CAMAGÜEY.- La antorcha ha sido asociada, por su simbología, con la espiritualidad y el conocimiento. Una antorcha enciende la llama Olímpica, casi siempre, cada cuatro años. Una antorcha es la que sostiene la Estatua de la Libertad, en su mano izquierda. Para las religiones, solemnidad; cruzadas, signo de luto en los monumentos grecorromanos.

Pero nuestra antorcha no es como las otras. Una latica de carne del último módulo de donación, o la de medir el arroz; la camiseta vieja que ahora desempolva cada semana los muebles; el alcohol de la bodega; el palo verde de la mata del patio; esos son los materiales de mi, tu, nuestra antorcha.

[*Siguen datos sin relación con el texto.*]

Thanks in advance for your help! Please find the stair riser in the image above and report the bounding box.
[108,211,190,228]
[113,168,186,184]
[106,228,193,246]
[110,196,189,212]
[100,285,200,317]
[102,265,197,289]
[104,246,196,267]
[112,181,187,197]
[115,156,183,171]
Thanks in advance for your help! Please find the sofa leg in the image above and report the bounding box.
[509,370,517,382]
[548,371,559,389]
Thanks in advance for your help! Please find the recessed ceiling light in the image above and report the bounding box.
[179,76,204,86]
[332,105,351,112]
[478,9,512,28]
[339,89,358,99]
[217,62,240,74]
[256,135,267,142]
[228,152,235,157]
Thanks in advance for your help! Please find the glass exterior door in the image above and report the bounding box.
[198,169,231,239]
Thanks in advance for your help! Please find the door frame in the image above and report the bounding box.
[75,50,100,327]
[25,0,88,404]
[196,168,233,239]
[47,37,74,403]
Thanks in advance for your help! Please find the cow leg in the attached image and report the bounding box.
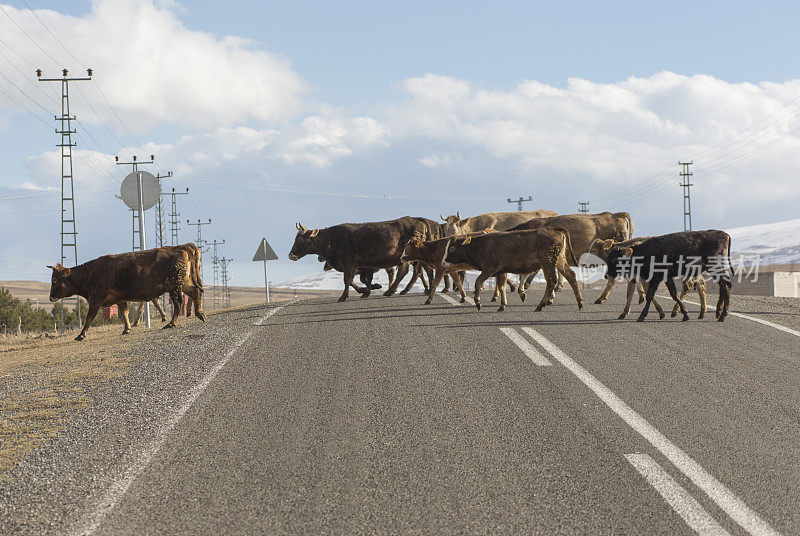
[697,278,707,319]
[153,298,167,321]
[164,290,182,328]
[473,271,492,311]
[184,286,206,321]
[441,274,451,293]
[636,279,661,322]
[637,281,647,304]
[452,270,468,303]
[716,279,731,322]
[423,266,434,294]
[557,263,583,311]
[358,270,373,298]
[491,283,500,302]
[385,267,395,289]
[131,301,146,327]
[340,266,356,302]
[399,263,421,295]
[385,263,409,296]
[665,278,689,321]
[671,279,691,317]
[554,272,565,292]
[425,269,446,305]
[75,301,100,341]
[618,280,637,319]
[536,264,558,311]
[118,302,131,334]
[496,273,508,311]
[595,278,616,304]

Con eso es suficiente para encenderla, con eso basta para iluminar a Martí en sus 170. El arroyo de la sierra le complace más que el mar; por eso nos perdonará la luz humilde de la latica vieja. Solo eso, la luz, se le parece.

Una antorcha solita alumbra el espacio, pero cuando se unen, cuando Camagüey se asemeja al “mar de fueguitos” de Galeano, entonces la ciudad parece el mundo. Entonces nace en el alma como un deseo de ser antorcha ante la maldad y el conformismo; de ser luz, contra las injusticias; de ser fuego bueno, fuego corazón, fuego color futuro.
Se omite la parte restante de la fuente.